Albert Fert is married to Marie-Josée Fert and they have two children.

This text and the picture of the Nobel Laureate were taken from the book: "NOBELS. Nobel Laureates photographed by Peter Badge" (WILEY-VCH, 2008).

Exhibition "Sketches of Science" by Volker Steger - Locations & Dates

Albert Fert's Sketch of Science
Albert Fert's Sketch of Science


By Volker Steger

When I write this, I hear the quiet hum of the hard disc in my
computer. Which is partly Albert Fertʼs fault. His discovery lies at the
heart of the technology. It is fascinating to see how
this dicovery can be reduced to a simple graph.
After all, it has created entire industries!

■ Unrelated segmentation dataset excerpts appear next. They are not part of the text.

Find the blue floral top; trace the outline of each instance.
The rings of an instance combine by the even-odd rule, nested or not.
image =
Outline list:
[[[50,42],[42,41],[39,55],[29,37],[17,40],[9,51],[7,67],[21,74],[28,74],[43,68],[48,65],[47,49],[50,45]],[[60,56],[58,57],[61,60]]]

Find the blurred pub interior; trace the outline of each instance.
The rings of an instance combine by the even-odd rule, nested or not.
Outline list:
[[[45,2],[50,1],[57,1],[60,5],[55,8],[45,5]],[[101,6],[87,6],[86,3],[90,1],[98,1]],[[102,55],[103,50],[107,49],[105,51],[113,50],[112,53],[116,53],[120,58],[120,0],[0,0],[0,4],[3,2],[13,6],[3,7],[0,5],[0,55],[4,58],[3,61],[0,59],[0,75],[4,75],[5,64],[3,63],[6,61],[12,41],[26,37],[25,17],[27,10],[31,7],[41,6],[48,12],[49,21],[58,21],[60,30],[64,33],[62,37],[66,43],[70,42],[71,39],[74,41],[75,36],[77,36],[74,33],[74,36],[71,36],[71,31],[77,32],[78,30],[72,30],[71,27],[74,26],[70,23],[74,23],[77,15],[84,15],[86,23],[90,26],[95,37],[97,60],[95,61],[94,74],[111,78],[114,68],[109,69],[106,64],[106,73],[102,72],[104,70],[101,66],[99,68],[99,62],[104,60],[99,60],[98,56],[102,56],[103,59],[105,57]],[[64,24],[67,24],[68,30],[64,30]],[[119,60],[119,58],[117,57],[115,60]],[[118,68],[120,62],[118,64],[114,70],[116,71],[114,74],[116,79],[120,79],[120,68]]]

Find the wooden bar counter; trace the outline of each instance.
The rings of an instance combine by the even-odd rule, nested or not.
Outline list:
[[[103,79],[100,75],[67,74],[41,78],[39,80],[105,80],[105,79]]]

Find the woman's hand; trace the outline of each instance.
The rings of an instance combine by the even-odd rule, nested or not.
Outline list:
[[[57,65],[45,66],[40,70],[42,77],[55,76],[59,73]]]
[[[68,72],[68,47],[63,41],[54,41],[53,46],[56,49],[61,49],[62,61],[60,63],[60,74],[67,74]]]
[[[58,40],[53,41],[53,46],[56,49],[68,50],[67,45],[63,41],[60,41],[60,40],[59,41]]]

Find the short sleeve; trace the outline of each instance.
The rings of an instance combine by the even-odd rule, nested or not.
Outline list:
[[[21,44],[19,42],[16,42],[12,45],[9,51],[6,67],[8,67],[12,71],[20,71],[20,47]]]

Während ich dies schreibe, höre ich das leise Brummen der
Festplatte in meinem Computer - was zum Teil auch
Albert Ferts Schuld ist. Seine Entdeckung liegt dieser
Technologie zugrunde. Es ist faszinierend zu sehen,
wie man die Entdeckung mit einem einfachen
Diagramm erklären kann. Schließlich ist sie die
Basis einer ganzen Industrie.


The Birth of Spintronics

by Adam Smith

The red, blue and black curves you see on the right of Albert Fert’s sketch recreate the experimental record of his discovery, made in 1988, of a phenomenon he called Giant Magnetoresistance, or GMR for short. As the applied magnetic field (H) changed, he saw dramatic variations in the electrical resistance (R) of the specially constructed, layered metal stacks he was studying. The same unexpected finding was observed, quite independently, by Fert’s co-Laureate, Peter Grünberg, the very same year. Their discoveries quickly found applications in our daily lives, for instance by vastly increasing information storage capacity. Indeed, if you’re reading this on screen, then you might enjoy the thought that GMR lies at the heart of the device you’re reading it on.

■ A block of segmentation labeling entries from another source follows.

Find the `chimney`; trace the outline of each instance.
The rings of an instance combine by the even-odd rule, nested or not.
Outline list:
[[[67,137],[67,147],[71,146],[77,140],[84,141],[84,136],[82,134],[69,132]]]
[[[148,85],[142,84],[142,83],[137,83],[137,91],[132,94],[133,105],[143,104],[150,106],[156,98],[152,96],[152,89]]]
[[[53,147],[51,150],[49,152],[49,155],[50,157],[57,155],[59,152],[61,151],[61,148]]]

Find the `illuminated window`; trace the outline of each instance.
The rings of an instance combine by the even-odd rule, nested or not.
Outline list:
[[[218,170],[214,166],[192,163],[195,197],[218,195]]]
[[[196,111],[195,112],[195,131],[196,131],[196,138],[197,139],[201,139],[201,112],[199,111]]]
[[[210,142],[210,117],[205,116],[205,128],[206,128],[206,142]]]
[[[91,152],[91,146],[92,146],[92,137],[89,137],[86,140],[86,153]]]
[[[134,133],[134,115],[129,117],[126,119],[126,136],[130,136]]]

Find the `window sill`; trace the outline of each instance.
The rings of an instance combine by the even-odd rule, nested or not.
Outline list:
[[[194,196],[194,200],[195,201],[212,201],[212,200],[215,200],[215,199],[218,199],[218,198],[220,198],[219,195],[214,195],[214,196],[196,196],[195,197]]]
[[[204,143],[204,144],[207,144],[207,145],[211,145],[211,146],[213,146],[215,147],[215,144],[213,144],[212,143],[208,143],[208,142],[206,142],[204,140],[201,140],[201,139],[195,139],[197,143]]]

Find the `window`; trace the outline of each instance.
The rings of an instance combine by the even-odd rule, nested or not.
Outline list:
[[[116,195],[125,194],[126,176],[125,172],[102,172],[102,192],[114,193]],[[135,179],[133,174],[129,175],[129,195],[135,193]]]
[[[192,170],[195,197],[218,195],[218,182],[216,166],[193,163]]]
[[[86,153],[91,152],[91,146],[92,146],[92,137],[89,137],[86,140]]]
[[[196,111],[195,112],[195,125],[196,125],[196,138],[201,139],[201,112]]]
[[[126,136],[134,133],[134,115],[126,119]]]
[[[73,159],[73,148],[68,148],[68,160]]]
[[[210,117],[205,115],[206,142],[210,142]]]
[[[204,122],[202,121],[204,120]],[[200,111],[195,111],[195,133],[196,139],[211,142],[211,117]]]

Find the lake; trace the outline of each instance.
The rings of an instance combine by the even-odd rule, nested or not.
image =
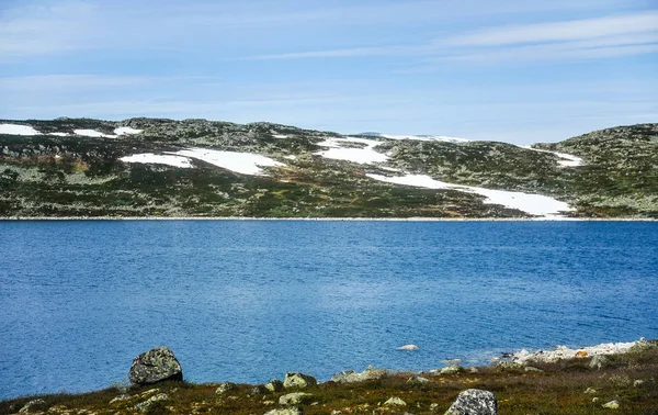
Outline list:
[[[658,223],[0,222],[0,399],[658,338]],[[396,347],[415,344],[417,351]]]

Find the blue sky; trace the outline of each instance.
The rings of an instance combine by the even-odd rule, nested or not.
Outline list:
[[[529,144],[658,122],[655,0],[0,0],[0,117]]]

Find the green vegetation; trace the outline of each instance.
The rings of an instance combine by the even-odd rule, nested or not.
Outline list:
[[[477,194],[388,184],[365,176],[390,175],[382,167],[455,184],[551,195],[575,206],[575,216],[658,217],[658,124],[535,145],[580,156],[586,164],[579,167],[561,167],[555,154],[504,143],[411,139],[381,139],[376,150],[387,153],[390,159],[386,166],[375,167],[314,155],[322,149],[317,143],[339,134],[271,123],[163,119],[4,122],[31,125],[44,134],[0,134],[0,217],[529,216],[483,203]],[[48,135],[77,128],[113,134],[117,126],[144,132],[117,138]],[[286,166],[269,168],[268,177],[254,177],[198,160],[192,169],[118,160],[188,147],[257,153]]]
[[[507,415],[591,415],[658,413],[658,343],[648,341],[629,352],[609,356],[600,368],[591,358],[555,363],[537,363],[532,371],[510,366],[466,369],[451,374],[395,373],[359,383],[320,383],[303,391],[311,394],[302,404],[304,414],[443,414],[465,389],[494,392],[499,413]],[[538,369],[538,370],[536,370]],[[410,381],[410,379],[412,379]],[[144,388],[111,388],[83,394],[25,396],[0,401],[0,414],[18,413],[27,402],[41,399],[35,413],[47,414],[137,414],[135,405],[148,396],[166,393],[168,401],[152,405],[148,414],[264,414],[276,407],[279,397],[292,392],[269,392],[264,388],[240,384],[217,395],[218,384],[166,382]],[[157,390],[154,390],[157,388]],[[587,392],[586,392],[587,391]],[[117,396],[120,400],[115,400]],[[406,406],[386,406],[393,397]],[[115,400],[115,401],[113,401]],[[113,401],[111,403],[111,401]],[[616,401],[619,410],[603,404]]]

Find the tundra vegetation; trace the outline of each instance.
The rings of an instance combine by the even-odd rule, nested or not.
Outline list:
[[[574,208],[568,216],[658,217],[658,124],[608,128],[533,148],[355,135],[381,142],[374,150],[386,154],[387,160],[379,164],[322,157],[318,153],[327,148],[318,144],[344,136],[272,123],[138,117],[0,124],[32,126],[39,133],[0,134],[0,217],[531,216],[485,203],[476,193],[392,184],[366,176],[402,173],[548,195]],[[141,132],[114,135],[117,127]],[[76,130],[106,136],[77,135]],[[185,148],[259,154],[281,165],[264,167],[266,176],[253,176],[200,159],[191,159],[193,168],[121,160]],[[560,165],[552,152],[583,162]]]
[[[658,341],[642,341],[625,354],[598,358],[601,356],[421,373],[383,371],[382,375],[363,375],[354,382],[341,382],[341,375],[337,375],[338,381],[311,382],[302,389],[286,389],[281,381],[265,385],[175,381],[115,385],[82,394],[0,401],[0,414],[19,413],[25,406],[23,413],[86,415],[248,415],[285,407],[298,408],[296,413],[306,415],[444,414],[456,396],[468,389],[492,392],[500,414],[658,413]]]

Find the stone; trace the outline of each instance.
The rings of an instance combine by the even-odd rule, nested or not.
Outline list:
[[[232,382],[224,382],[224,383],[220,383],[219,386],[217,386],[215,394],[223,395],[227,392],[235,391],[236,389],[238,389],[237,384],[235,384]]]
[[[135,405],[135,410],[137,410],[139,412],[148,412],[150,408],[156,406],[158,403],[166,402],[166,401],[169,401],[169,395],[166,393],[158,393],[157,395],[154,395],[154,396],[149,397],[148,400]]]
[[[307,388],[315,386],[318,381],[310,374],[299,372],[287,372],[283,379],[283,388]]]
[[[150,349],[135,359],[128,372],[131,383],[146,385],[167,380],[182,381],[183,370],[168,347]]]
[[[467,389],[457,395],[444,415],[498,415],[498,401],[489,391]]]
[[[310,393],[294,392],[288,393],[279,399],[280,405],[300,405],[310,403],[315,399]]]
[[[384,406],[407,406],[407,403],[397,396],[393,396],[384,402]]]
[[[118,396],[114,397],[112,401],[110,401],[110,405],[114,405],[114,404],[117,404],[117,403],[121,403],[121,402],[129,401],[131,399],[132,399],[131,395],[126,395],[126,394],[118,395]]]
[[[461,366],[446,366],[445,368],[441,369],[441,371],[439,371],[439,373],[441,374],[454,374],[454,373],[460,373],[463,372],[464,368],[462,368]]]
[[[19,411],[19,414],[27,414],[31,412],[41,412],[45,410],[46,401],[38,399],[34,401],[27,402],[23,407]]]
[[[363,372],[358,373],[353,370],[345,370],[331,377],[330,382],[337,383],[358,383],[371,380],[378,380],[388,374],[386,369],[376,369],[368,366]]]
[[[592,360],[590,360],[590,369],[601,369],[605,366],[605,363],[608,362],[608,358],[603,355],[594,355],[594,357],[592,357]]]
[[[272,379],[265,383],[265,389],[270,392],[280,392],[283,390],[283,382],[279,379]]]
[[[620,408],[620,403],[616,402],[616,401],[610,401],[608,403],[604,403],[601,406],[603,406],[604,408],[608,408],[608,410],[619,410]]]
[[[272,410],[264,415],[304,415],[304,411],[298,407],[288,407],[284,410]]]
[[[419,375],[412,375],[411,378],[407,379],[407,384],[410,385],[421,385],[421,384],[426,384],[428,383],[430,380],[428,378],[423,378],[423,377],[419,377]]]

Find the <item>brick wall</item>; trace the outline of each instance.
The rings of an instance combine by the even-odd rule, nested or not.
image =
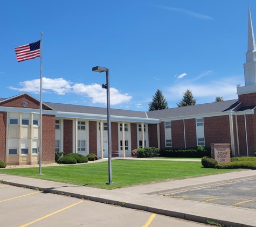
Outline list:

The fact that magnetic fields can influence the electrical properties of metals had been known since 1856, when ‘magnetoresistance’ was first observed, and named, by William Thomson. But the magnitude of the effects recorded by Fert and Grünberg was astonishingly big; hence ‘Giant’ magnetoresistance. The conductors they studied were examples of ‘nanostructures’, made from extremely thin, alternating layers of materials, deposited in bands just a few atoms thick.

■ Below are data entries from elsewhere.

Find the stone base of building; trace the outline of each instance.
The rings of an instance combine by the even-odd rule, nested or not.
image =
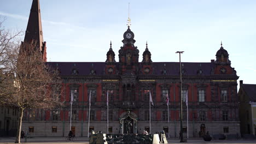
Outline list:
[[[213,134],[240,134],[239,121],[214,121],[214,122],[189,122],[187,127],[187,122],[183,123],[183,130],[188,130],[189,137],[199,137],[203,133],[208,133]],[[102,131],[103,133],[107,133],[106,121],[90,122],[90,130],[95,131]],[[72,129],[74,130],[77,136],[88,136],[88,122],[74,121],[72,123]],[[144,130],[149,133],[149,122],[148,121],[139,121],[137,127],[133,128],[133,131],[142,134]],[[62,121],[24,121],[22,129],[27,130],[30,136],[66,136],[70,129],[69,122]],[[122,125],[119,121],[109,122],[109,133],[121,134]],[[180,131],[179,121],[152,121],[151,122],[151,133],[165,130],[166,136],[178,137]],[[184,133],[183,136],[187,137],[187,131]]]

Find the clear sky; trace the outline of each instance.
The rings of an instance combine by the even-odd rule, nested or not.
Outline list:
[[[1,0],[4,26],[25,32],[32,1]],[[253,0],[41,0],[48,61],[104,62],[112,40],[118,61],[128,3],[139,61],[147,40],[153,62],[178,62],[175,52],[184,51],[182,61],[187,62],[215,59],[222,40],[238,80],[256,84]]]

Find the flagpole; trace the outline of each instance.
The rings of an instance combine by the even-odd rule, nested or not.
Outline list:
[[[72,104],[73,104],[73,89],[71,89],[71,99],[70,100],[70,127],[69,130],[71,130],[71,121],[72,119]]]
[[[151,134],[151,104],[150,104],[150,98],[151,98],[151,93],[150,91],[149,91],[149,134]]]
[[[154,105],[152,97],[151,97],[150,91],[149,91],[149,134],[151,134],[151,104]]]
[[[188,91],[187,91],[187,137],[188,139]]]
[[[107,134],[108,134],[108,92],[107,92],[107,131],[108,132]]]
[[[89,112],[88,117],[88,137],[89,135],[89,128],[90,128],[90,111],[91,110],[91,91],[90,91],[89,95]]]
[[[168,89],[167,89],[167,114],[168,114],[168,137],[170,138],[170,134],[169,134],[169,96],[168,95]]]

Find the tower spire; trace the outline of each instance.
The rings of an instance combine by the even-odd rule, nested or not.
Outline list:
[[[24,42],[36,42],[42,51],[43,45],[43,30],[39,0],[33,0]]]
[[[131,19],[130,19],[130,3],[128,3],[128,20],[127,20],[127,25],[128,28],[130,28],[131,26]]]
[[[41,52],[43,61],[46,61],[46,42],[44,42],[43,37],[39,0],[33,0],[24,42],[36,44]]]
[[[148,50],[148,41],[147,40],[146,41],[146,51]]]

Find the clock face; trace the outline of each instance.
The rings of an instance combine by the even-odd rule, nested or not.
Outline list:
[[[164,70],[164,71],[162,71],[162,73],[164,73],[164,74],[166,75],[167,74],[167,71],[166,71],[166,70]]]
[[[108,72],[109,73],[113,73],[113,71],[114,71],[114,70],[112,68],[108,68]]]
[[[127,33],[126,37],[126,38],[130,39],[131,38],[131,34]]]
[[[146,74],[149,73],[149,71],[150,71],[150,70],[148,68],[146,68],[144,69],[144,73]]]
[[[226,70],[224,68],[220,68],[220,73],[222,73],[222,74],[225,74],[226,72]]]
[[[202,70],[201,70],[201,69],[199,70],[198,71],[198,73],[199,73],[199,74],[202,74]]]

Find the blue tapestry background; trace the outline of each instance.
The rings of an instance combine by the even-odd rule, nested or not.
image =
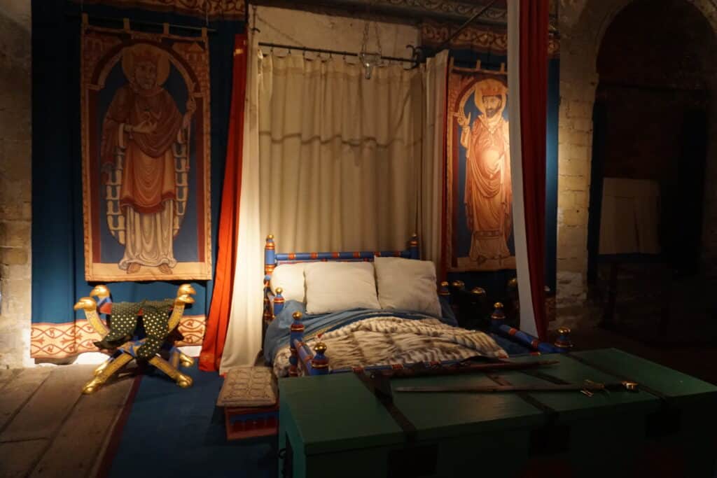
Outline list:
[[[136,21],[132,24],[133,29],[153,32],[160,32],[161,27],[143,27],[136,22],[166,21],[199,27],[206,25],[204,19],[166,13],[118,9],[101,5],[83,7],[67,0],[32,1],[32,318],[34,325],[67,324],[76,318],[83,319],[82,312],[74,312],[72,306],[78,297],[87,295],[92,287],[92,284],[85,280],[82,232],[80,102],[80,14],[82,12],[90,15],[92,24],[118,28],[121,27],[123,18],[129,17]],[[93,16],[117,20],[93,21]],[[212,21],[209,27],[215,30],[209,34],[214,263],[232,92],[234,36],[243,31],[244,23]],[[172,32],[200,34],[199,31],[178,29]],[[116,72],[113,75],[116,76]],[[115,78],[113,81],[118,80]],[[176,80],[172,81],[174,83],[171,87],[182,87],[176,85]],[[178,106],[184,107],[181,103]],[[103,107],[106,108],[106,105]],[[185,240],[188,241],[189,237],[181,239],[183,243]],[[113,255],[116,251],[110,251],[108,254]],[[113,284],[111,291],[115,301],[137,301],[174,297],[179,284],[162,281],[120,282]],[[197,292],[196,302],[187,310],[186,315],[205,315],[212,297],[212,281],[194,282],[192,285]],[[31,347],[35,350],[33,344]],[[37,350],[33,353],[36,358],[49,355],[38,353]],[[65,356],[68,355],[72,354],[65,353]]]
[[[475,67],[475,62],[480,59],[481,67],[484,69],[498,70],[500,63],[508,64],[505,55],[491,54],[486,52],[478,52],[466,49],[451,50],[455,65],[467,68]],[[560,59],[551,58],[548,62],[548,130],[547,151],[546,156],[546,285],[554,292],[556,287],[556,257],[557,245],[557,221],[558,221],[558,108],[560,105]],[[508,102],[511,96],[508,92]],[[477,114],[475,103],[466,102],[465,111]],[[508,118],[508,106],[503,112],[503,117]],[[459,180],[465,181],[465,151],[462,148],[459,164]],[[463,182],[460,184],[463,184]],[[462,204],[462,197],[465,191],[459,187],[458,191]],[[467,255],[470,249],[470,236],[465,223],[465,214],[459,214],[460,235],[458,237],[459,251],[462,255]],[[447,238],[451,240],[451,238]],[[514,242],[513,234],[508,242],[511,252],[514,252]],[[466,254],[463,254],[466,252]],[[501,297],[505,295],[505,285],[508,281],[516,277],[515,270],[501,270],[495,272],[450,272],[447,274],[449,281],[462,280],[465,282],[467,288],[480,287],[485,290],[490,297]]]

On the left of his sketch, Fert has attempted to explain the phenomenon, which has its origins in the quantum mechanical property of electron spin. The black arrows represent the direction of the applied magnetic field, and the red and blue arrows the direction of the individual electron spins. When the magnetic field is used to align the electrons in successive magnetic layers, as in the bottom diagram, current passes easily. But when the applied magnetic field causes the electrons to adopt opposite spins, current flow is blocked. A useful analogy is to think of polarising filters in sunglasses, which only allow light to pass through when the alignment of the light waves matches that of the polariser, whereas crossed polarisers block the passage of light completely.

One consequence of Fert’s discovery of GMR was the growth of an entirely new field of research called spintronics, which, in contrast to conventional electronics, makes use of not just the charge but also the spin of the electron. “This discovery was 30 years ago,” remarks Fert. “A long time ago, but today I am still presenting new results, results in a new direction of this field of research called spintronics. In fact this is what is amazing; science is always developing.”